A Measure Of Borel Weight

| 0 Comments

In the last few posts[1][2] we have implemented a type to represent Borel sets of the real numbers, which are the subsets of them that can be created with countable unions of intervals with closed or open lower and upper bounds. Whilst I would argue that doing so was a worthwhile exercise in its own right, you may be forgiven for wondering what Borel sets are actually for and so in this post I shall try to justify the effort that we have spent on them.

The Outer Limits

For discrete sets, such as those that we have represented with sorted arrays[3] , we can define their sizes as the number of elements that they contain. Borel sets typically contain an infinite number of elements and so this definition isn't particularly useful.

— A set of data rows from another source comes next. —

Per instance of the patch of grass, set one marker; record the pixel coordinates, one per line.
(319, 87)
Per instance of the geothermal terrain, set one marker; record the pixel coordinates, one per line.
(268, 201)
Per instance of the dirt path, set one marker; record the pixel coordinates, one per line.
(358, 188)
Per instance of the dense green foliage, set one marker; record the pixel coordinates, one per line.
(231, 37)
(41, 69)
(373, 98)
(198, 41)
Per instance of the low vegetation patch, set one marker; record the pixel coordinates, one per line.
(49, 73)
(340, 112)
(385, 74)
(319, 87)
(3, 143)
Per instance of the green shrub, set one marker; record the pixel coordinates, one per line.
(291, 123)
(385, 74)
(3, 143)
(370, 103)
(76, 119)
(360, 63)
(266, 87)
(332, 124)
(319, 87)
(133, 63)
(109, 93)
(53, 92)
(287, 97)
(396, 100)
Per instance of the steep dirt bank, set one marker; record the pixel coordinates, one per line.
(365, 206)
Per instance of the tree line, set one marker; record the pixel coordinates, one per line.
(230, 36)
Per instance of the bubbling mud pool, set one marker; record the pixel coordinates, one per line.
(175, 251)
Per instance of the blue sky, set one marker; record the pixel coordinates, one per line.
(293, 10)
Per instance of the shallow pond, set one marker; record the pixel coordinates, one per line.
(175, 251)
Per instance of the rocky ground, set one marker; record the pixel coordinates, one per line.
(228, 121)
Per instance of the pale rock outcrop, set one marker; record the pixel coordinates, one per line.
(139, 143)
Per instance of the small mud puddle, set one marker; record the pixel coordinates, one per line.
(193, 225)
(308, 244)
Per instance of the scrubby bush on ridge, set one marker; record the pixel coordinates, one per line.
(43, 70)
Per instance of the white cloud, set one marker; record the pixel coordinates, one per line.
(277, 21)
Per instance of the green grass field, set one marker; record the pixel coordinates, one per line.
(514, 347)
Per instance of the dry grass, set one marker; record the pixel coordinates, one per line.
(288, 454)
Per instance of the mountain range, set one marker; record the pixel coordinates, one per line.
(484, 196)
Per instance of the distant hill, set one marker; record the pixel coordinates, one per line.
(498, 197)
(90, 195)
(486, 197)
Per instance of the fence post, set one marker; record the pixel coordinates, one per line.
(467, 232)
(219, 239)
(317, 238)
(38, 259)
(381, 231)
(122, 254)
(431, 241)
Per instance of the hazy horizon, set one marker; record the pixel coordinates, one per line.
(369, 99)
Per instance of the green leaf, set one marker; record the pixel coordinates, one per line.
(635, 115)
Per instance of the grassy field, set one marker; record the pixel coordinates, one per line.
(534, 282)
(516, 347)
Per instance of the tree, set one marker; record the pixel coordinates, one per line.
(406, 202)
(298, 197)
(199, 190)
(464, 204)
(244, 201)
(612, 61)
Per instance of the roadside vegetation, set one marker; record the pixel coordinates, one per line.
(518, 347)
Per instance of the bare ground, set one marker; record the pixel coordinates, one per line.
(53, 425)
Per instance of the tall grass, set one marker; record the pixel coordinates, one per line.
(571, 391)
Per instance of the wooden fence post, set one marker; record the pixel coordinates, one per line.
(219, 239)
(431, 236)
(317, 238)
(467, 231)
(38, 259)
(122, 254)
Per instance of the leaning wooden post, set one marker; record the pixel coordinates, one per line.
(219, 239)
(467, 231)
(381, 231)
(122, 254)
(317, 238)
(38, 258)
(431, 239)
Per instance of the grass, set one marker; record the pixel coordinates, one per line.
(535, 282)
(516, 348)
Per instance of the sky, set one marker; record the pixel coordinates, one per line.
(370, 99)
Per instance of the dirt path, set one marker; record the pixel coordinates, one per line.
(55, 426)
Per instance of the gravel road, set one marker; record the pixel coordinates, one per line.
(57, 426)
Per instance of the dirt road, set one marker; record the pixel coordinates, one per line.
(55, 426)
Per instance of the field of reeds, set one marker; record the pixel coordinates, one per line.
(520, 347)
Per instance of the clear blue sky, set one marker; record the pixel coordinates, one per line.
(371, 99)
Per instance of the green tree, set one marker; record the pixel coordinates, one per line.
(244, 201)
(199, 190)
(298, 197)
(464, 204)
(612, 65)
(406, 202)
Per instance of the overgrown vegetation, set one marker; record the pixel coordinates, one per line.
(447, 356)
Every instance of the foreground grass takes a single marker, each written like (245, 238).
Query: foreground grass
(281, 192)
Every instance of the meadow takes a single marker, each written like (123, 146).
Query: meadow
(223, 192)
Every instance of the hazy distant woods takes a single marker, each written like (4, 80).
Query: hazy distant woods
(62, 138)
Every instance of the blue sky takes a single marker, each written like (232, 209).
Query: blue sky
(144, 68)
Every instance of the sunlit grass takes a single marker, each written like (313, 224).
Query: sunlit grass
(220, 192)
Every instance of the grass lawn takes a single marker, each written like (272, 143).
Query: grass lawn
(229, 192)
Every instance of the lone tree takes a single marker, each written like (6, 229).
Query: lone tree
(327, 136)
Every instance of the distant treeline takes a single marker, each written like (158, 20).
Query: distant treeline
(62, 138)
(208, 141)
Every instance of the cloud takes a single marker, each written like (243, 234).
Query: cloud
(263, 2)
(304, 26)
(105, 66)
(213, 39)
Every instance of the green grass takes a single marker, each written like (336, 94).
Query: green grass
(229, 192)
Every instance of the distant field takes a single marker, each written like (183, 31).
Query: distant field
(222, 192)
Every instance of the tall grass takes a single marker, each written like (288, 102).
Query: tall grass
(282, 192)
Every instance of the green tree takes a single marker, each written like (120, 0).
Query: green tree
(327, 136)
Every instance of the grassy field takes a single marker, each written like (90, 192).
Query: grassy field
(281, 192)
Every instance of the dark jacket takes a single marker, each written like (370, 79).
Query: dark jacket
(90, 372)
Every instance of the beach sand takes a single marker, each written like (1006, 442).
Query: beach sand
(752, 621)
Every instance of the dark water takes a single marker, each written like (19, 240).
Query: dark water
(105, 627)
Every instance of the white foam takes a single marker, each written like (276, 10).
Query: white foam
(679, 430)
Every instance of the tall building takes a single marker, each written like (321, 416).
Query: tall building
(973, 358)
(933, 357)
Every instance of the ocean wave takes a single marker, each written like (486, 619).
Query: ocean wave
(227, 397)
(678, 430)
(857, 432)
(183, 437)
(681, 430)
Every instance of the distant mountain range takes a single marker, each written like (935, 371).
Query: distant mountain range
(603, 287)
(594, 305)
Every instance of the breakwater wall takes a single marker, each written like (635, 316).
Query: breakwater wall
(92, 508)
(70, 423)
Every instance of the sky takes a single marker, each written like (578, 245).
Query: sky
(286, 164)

Instead, we can use the outer measure which can be formally defined for a Borel set \(A\) as
\[ m^\ast(A) = \inf Z_A \]
where \(\inf\) is the infinum of the set that follows it, being its smallest member or, more accurately, the largest number that is no greater any of them, and
\[ Z_A = \left\{\sum_{i=1}^\infty \left(b_i-a_i\right) : a_i \leqslant b_i \wedge A \subseteq \bigcup_{i=1}^\infty \left(a_i,b_i\right)\right\} \]
where \(\sum\) is the summation sign, \(\wedge\) means and, \(\subseteq\) means is a subset of and \(\bigcup\) stands for the union of the open intervals that follow it for every value of \(i\) from that beneath it to that above. Note that the terms between the curly braces are a form of set notation that stand for every possible value of the expression on the left of the colon that satisfies the condition on its right and that this condition can trivially represent the union of a finite number of \(n\) non-empty intervals by setting \(a_i\) equal to \(b_i\) for all \(i\) greater than \(n\).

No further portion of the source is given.